Why Have There Been So Many Wildfires This Fall?

Around the Southeast, wildfires have burned more than 150 square miles. A third of that is right here in Georgia. Smoke has covered Atlanta on and off for days.

Georgia officials and people who live in the areas affected say they’ve never seen anything like it.

But this may not be so unprecedented.

 

“It really depends on how far back you look,” said Leda Kobziar, who teaches at the University of Idaho and is the President of the Association for Fire Ecology. “Whether it’s outside of the norm ecologically, I would say probably not.”

By studying tree rings, she said, scientists know there used to be widespread fires in the southern Appalachians every six to 12 years.

That was before the Smokey Bear era of fire suppression. Now, it’s a different story.

“They’re quite unusual,” said Jim Voce, a research ecologist with the U.S. Forest Service. “I don’t know of a precedence for this level of wildfire activity at least in the last 100 years or so.”

There are a few reasons why this is happening, he explained.

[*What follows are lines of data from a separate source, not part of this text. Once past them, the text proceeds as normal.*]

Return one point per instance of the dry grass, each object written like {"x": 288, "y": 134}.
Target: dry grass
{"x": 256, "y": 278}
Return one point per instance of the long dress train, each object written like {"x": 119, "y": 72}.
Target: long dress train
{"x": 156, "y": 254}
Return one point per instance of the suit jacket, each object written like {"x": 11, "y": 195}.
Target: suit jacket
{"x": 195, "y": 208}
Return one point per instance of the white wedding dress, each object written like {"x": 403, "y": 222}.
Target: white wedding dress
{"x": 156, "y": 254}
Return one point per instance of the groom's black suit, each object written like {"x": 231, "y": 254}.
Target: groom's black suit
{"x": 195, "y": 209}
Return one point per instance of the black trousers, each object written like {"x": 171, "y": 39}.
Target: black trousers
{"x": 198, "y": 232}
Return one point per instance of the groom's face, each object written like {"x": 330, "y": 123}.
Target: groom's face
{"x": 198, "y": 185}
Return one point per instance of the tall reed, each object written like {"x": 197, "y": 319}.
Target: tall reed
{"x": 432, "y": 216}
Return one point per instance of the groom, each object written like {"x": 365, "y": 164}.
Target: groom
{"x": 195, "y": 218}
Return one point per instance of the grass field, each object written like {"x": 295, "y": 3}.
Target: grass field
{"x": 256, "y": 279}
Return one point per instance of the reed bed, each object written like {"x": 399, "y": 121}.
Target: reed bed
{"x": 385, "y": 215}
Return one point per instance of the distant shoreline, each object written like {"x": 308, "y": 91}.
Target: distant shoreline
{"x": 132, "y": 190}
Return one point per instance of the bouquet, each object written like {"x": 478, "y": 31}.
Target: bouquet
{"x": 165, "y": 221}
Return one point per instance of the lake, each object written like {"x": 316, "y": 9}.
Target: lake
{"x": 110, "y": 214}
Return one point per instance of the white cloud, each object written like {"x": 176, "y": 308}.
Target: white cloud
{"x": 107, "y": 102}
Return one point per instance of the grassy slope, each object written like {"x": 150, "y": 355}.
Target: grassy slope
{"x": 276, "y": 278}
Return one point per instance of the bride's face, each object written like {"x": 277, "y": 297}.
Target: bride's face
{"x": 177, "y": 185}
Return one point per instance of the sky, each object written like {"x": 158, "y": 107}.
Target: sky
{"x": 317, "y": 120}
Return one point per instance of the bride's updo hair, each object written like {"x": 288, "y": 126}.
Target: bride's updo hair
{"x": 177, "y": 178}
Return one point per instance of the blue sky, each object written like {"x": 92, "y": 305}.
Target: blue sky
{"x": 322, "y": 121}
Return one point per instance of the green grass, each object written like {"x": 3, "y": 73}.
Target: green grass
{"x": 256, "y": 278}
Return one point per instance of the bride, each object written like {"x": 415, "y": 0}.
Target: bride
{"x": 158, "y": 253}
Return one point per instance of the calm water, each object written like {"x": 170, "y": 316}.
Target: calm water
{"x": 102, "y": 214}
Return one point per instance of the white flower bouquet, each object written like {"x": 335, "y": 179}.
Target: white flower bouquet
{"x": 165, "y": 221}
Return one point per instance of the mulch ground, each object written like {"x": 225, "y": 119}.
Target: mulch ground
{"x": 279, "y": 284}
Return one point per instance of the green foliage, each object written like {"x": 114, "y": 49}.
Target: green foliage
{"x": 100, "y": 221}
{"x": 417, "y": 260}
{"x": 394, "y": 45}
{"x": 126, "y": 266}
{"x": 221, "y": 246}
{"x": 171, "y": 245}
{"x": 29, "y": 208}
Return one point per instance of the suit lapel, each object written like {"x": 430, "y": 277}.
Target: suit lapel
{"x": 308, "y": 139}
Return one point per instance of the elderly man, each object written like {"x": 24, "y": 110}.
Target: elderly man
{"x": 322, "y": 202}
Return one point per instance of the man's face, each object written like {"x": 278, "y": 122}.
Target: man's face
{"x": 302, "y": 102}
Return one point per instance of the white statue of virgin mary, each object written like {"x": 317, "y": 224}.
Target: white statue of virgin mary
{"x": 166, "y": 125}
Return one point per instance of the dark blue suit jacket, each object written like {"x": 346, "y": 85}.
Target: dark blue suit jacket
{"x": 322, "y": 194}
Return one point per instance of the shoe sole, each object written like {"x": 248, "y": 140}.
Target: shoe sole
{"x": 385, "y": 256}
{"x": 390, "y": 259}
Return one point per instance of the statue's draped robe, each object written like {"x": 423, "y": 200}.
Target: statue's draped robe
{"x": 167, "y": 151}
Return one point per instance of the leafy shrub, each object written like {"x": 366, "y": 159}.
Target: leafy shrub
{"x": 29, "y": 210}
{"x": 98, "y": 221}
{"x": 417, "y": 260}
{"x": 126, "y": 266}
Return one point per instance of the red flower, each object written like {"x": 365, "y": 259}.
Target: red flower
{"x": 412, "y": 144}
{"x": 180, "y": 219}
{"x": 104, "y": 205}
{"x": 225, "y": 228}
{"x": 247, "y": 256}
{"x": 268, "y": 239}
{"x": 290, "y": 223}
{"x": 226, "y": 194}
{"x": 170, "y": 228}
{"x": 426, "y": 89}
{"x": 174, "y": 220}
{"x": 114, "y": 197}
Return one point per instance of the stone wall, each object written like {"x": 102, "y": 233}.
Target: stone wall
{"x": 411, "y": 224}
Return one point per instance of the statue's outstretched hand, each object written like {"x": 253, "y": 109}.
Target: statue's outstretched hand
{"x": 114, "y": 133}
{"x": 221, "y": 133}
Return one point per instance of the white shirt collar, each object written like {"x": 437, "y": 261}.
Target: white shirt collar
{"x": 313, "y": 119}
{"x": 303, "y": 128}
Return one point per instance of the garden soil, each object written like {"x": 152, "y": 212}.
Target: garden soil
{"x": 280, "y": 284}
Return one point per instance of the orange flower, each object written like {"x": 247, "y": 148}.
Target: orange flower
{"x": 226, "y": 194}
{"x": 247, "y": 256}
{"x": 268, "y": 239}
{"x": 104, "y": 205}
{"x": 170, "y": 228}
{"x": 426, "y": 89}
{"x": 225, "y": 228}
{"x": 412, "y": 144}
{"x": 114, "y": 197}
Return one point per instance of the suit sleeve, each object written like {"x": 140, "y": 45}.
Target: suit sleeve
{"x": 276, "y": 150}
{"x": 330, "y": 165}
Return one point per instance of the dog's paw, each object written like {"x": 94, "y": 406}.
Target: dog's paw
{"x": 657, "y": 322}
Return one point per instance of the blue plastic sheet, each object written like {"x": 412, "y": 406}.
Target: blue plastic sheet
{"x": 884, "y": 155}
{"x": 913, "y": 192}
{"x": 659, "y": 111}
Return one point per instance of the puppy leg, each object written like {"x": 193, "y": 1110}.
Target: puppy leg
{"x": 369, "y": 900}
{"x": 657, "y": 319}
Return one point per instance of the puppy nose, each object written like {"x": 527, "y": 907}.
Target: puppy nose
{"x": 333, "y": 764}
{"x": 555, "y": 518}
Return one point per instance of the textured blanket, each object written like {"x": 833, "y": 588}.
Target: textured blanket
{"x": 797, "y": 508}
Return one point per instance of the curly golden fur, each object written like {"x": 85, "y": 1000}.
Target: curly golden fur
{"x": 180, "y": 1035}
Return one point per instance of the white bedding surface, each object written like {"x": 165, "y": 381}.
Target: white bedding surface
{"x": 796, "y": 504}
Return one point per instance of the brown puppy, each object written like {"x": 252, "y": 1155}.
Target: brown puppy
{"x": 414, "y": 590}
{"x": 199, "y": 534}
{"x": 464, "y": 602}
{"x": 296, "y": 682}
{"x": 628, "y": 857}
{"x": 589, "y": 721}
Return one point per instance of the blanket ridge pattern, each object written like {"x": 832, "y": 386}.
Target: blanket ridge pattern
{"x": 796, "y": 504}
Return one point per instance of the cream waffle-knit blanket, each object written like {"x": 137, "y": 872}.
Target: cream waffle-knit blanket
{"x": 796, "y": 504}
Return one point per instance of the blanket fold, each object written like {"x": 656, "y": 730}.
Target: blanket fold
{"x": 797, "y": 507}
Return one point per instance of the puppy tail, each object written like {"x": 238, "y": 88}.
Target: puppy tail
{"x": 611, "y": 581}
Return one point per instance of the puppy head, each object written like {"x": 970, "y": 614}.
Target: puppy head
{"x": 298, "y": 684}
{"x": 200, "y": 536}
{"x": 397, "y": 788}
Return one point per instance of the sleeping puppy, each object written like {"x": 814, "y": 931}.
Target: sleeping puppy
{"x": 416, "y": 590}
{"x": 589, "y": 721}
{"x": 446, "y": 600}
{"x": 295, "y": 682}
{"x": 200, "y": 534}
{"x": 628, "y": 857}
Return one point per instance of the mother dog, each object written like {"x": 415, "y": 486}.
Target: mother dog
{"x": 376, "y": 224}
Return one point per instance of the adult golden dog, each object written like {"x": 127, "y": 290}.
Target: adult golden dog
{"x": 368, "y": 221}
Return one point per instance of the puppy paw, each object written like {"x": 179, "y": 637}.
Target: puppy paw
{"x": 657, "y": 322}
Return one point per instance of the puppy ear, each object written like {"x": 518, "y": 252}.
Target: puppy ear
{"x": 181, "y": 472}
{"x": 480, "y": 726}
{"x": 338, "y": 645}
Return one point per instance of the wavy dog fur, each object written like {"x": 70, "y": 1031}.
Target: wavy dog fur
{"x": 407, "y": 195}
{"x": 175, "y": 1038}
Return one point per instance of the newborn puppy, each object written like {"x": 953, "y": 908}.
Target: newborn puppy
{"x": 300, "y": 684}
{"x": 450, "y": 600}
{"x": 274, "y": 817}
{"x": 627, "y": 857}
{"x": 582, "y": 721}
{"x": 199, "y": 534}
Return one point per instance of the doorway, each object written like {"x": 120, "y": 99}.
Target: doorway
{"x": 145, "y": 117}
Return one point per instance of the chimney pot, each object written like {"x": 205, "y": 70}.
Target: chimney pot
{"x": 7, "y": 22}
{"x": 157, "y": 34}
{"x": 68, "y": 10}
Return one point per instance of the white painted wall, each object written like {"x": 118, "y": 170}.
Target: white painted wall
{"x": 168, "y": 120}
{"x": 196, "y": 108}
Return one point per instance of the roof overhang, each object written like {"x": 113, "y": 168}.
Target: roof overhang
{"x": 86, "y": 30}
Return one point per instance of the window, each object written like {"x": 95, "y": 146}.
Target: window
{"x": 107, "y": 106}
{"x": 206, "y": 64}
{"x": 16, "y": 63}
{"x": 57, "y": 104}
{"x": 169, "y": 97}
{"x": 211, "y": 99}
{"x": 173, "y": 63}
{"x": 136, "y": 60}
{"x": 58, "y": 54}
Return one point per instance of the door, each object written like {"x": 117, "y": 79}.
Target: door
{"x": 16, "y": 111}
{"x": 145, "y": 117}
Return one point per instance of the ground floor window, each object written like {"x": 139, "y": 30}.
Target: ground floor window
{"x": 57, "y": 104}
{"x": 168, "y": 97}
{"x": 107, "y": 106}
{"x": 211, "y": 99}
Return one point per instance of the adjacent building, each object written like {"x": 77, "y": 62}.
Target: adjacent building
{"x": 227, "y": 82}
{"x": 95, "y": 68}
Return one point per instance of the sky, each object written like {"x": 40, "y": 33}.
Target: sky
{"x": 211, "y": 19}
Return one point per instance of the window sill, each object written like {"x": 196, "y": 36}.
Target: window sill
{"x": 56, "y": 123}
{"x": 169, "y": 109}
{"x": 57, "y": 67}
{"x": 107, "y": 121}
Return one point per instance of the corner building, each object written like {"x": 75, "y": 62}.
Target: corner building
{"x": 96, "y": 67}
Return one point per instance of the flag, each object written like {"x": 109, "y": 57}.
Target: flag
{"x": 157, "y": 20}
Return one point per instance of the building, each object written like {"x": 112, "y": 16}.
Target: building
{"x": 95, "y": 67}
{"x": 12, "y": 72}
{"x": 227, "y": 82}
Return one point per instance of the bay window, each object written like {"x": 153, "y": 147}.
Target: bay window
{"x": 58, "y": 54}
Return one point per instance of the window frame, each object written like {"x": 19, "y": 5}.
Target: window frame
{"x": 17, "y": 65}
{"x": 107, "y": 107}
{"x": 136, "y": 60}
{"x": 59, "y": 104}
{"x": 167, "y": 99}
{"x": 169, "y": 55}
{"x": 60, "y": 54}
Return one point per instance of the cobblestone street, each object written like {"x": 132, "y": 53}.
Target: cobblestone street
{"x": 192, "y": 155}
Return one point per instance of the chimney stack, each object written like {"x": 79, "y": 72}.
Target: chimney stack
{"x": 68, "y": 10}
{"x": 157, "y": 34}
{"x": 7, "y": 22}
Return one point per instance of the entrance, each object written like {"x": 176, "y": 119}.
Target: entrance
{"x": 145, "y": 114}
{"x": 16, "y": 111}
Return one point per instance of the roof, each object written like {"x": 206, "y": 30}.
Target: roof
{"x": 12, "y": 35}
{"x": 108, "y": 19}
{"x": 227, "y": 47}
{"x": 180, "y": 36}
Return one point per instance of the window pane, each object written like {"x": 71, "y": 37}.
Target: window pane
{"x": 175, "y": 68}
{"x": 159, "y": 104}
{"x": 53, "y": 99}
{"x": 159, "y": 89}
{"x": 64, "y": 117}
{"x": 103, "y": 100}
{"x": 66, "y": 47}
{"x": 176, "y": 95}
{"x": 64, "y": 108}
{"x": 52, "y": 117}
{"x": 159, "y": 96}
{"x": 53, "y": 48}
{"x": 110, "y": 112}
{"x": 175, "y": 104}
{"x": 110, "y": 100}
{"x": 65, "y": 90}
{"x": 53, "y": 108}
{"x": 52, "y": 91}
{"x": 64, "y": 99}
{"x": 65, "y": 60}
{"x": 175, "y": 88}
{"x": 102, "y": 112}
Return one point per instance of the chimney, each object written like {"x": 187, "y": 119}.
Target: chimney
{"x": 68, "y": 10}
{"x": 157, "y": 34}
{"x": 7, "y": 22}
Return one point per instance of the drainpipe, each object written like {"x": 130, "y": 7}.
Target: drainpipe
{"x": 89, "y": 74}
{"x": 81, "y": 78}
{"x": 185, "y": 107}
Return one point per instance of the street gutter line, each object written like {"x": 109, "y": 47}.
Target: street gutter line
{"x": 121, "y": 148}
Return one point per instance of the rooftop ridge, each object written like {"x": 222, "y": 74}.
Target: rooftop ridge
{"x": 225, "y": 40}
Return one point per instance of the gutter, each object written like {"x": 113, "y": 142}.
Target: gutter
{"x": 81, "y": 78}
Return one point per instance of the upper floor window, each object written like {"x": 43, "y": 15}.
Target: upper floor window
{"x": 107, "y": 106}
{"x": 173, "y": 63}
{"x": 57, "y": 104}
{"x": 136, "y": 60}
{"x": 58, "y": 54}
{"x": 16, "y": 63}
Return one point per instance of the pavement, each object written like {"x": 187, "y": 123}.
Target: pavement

There’s the drought. And not just any drought, but a drought that has included weeks and weeks on end without any rain at all in some areas. So the forests are super-dry.

Then, there’s the time of year – fall – with all its crispy dead leaves.

“So there’s a constant supply of fuel,” said Voce. “Dry, highly flammable fuels.”

And finally, in some cases, people are starting them.

Voce said there’s a lot to learn from these fires: impacts on plants and water quality; and how the fires behave in areas that have had controlled burns recently, versus those that haven’t.

“We haven’t really had opportunities to study fire effects at this large scale,” he said.

The fires could also help us get a hint of what the future could hold, said Kobziar, since climate change could lead to more extreme weather or droughts in the region.

“I think it will give us the capacity to make better predictions for the future, and also enable us to understand these ecosystems better,” she said.